Professor John Skillen directs the Studio for Art, Faith & History while serving as senior advisor for classical learning initiatives at Gordon College.
Dr. Skillen's book, Putting Art (Back) in its Place (Hendrickson, 2016) gives an account of the community-and-site-specific places in which art functioned in medieval-Renaissance Italy, and suggests the value of putting the work of art back in the places where communities perform their work. As Nicholas Wolterstorff remarks,
For those whose acquaintance with Italian Renaissance painting comes from a college art appreciation course or from being a member of a group touring the sights in Italy, Skillen's Putting Art (Back) in Its Place will come as a stunning eye-opener. Renaissance paintings are typically abstracted from their contexts and treated as episodes in stylistic history. Skillen puts them back in their architectural, liturgical, and narrative contexts, and illuminates the social practices whereby the public at the time would have engaged them and whereby the public would, in turn, have been formed by them. The discussion is wide-ranging, deeply informed and insightful. Many times over I had the sense of scales falling from my eyes: "So that's what's going on in that chapel!" "So that's what's going on in that painting."
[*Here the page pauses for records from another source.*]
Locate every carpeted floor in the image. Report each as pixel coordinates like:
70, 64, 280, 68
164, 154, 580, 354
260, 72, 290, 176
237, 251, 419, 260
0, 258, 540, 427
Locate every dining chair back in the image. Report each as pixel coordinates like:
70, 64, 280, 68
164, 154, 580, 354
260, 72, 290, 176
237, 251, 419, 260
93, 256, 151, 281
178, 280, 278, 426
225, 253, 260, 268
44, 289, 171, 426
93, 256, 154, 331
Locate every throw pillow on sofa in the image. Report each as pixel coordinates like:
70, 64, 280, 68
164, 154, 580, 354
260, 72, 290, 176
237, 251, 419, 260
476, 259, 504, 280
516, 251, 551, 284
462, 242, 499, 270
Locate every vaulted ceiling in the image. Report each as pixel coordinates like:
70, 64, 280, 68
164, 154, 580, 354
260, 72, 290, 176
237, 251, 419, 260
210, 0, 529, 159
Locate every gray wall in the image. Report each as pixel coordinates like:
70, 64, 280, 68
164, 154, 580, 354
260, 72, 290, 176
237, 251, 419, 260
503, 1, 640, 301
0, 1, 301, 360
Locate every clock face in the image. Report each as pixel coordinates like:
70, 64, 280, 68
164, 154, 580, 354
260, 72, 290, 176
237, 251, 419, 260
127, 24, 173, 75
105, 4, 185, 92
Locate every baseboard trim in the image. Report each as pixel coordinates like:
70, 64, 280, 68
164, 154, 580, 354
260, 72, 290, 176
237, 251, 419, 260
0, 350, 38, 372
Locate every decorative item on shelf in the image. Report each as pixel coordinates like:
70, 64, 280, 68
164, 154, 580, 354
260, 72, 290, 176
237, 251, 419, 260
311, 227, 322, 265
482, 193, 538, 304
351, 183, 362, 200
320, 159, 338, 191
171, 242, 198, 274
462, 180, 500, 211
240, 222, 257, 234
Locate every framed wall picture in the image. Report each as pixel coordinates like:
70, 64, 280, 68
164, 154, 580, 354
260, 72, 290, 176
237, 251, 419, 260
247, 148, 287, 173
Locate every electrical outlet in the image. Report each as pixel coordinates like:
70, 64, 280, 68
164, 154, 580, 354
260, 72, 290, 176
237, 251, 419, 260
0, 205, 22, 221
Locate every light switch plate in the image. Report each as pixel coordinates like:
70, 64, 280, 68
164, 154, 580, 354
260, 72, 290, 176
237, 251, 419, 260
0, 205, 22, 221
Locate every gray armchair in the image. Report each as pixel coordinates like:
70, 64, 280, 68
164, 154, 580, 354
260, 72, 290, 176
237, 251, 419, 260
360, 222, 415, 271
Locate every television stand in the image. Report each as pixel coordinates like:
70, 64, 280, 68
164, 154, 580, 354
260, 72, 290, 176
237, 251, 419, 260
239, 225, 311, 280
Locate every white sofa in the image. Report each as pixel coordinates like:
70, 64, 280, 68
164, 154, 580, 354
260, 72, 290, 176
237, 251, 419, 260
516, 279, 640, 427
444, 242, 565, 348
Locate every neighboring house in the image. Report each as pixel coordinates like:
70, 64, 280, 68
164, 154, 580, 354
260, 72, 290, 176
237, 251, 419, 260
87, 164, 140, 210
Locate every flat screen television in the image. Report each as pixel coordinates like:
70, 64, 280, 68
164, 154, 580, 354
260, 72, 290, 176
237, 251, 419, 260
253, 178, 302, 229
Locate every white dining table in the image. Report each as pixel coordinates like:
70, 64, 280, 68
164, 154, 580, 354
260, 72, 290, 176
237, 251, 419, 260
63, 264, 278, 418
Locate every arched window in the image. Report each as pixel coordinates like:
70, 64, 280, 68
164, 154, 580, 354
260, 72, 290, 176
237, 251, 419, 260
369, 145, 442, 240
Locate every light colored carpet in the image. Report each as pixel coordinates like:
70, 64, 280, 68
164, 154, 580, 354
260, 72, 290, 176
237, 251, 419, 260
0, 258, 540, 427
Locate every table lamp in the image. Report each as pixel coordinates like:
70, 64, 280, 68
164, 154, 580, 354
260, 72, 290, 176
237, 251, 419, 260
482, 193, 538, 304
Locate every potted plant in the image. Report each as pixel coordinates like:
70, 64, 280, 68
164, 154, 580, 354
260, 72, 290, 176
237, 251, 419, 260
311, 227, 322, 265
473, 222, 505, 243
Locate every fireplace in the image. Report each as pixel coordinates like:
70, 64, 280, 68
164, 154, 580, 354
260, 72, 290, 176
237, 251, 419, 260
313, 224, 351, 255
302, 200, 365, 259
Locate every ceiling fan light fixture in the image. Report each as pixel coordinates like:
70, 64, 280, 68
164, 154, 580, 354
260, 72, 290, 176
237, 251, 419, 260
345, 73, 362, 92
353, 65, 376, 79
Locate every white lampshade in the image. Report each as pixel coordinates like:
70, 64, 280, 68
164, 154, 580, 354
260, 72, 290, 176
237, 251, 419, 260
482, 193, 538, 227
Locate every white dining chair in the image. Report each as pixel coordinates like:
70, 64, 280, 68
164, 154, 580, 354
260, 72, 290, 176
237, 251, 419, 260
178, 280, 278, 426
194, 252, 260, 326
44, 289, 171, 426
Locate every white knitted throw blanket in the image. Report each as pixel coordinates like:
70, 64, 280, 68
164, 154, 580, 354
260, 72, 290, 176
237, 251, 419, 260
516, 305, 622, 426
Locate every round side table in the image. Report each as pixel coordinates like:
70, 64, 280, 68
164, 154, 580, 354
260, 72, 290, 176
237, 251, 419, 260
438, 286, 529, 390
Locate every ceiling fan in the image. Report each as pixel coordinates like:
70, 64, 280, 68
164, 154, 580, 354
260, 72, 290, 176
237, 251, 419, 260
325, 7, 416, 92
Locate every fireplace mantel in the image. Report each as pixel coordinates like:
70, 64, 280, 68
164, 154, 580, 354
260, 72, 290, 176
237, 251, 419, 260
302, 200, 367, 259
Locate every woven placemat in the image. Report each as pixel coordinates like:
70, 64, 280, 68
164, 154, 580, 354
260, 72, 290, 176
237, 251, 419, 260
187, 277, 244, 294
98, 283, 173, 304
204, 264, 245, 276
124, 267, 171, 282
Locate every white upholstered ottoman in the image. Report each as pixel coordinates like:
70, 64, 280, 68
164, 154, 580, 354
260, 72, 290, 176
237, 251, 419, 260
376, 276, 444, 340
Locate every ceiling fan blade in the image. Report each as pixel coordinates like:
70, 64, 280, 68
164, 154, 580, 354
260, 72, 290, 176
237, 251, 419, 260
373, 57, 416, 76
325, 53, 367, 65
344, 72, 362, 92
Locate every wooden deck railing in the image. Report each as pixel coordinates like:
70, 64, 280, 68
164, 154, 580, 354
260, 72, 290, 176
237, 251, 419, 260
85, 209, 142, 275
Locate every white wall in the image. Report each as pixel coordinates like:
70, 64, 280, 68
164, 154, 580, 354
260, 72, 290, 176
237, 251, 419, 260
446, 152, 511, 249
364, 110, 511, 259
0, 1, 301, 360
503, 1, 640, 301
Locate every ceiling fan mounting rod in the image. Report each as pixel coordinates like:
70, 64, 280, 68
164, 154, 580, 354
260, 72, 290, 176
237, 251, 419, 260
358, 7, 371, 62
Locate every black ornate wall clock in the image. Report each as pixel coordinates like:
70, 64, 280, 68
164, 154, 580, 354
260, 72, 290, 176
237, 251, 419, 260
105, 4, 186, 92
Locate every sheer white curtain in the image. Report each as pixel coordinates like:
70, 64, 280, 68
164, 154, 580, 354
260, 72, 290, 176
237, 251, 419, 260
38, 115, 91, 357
Dr. Skillen’s essays on the arts and tradition have appeared in IMAGE journal, the journal of Christians in the Visual Arts (CIVA), the FORMA journal of the CiRCE Institute; in a book on painter Bruce Herman’s Magnificat triptychs; in Transformations at the Edge of the World; and on
the Studio’s website. Essays published on-line include an account of educating “in situ” in Orvieto in Cardus’s Commentary e-journal, and essays for the European ArtWay on the contemporary architect Richard Meier’s Jubilee Church near Rome and on the new interest in the tradition of ekphrasis, or writing poetry about artworks. Several of the papers presented at the conference entitled Eucharist and Eschatology: Art and Theology in the Orvieto Duomo were published with Dr. Skillen’s assistance by the Seminary of Central Italy in the volume Spazi e Immagini dell'Eucaristia: Il Caso di Orvieto (2007). A new book for the classical-Christian academy movement on the relation of Rhetoric and Architecture in classical tradition is in the editing process for publication with the Classical Academic Press.
Dr. Skillen received his Ph.D. (1982) from Duke University, concentrating in medieval and Renaissance literature. Skillen joined the English department of Gordon College in 1983 as the specialist in medieval, Renaissance and 17th Century literature. After leading a number of Summer Seminars in Italy, Dr. Skillen collaborated with his colleagues in the Art department to create the arts-oriented program in Orvieto, Italy, now in its 21st year. Dr. Skillen directed the Gordon IN Orvieto program from 1998 to 2008. The program has hosted over 700 students from twenty Christian liberal arts colleges and universities, and was featured in a volume of Best Practices in Christian study abroad programs entitled Transformations on the Edge of the World (Abilene Christian University Press, 2010).
The Studio for Art, Faith & History was established in 2005 to develop special projects in the visual and performing arts that offered creative contemporary responses to premodern traditions, and to offer a program of seminars and retreats that combine vaiously the three terms of the Studio’s name.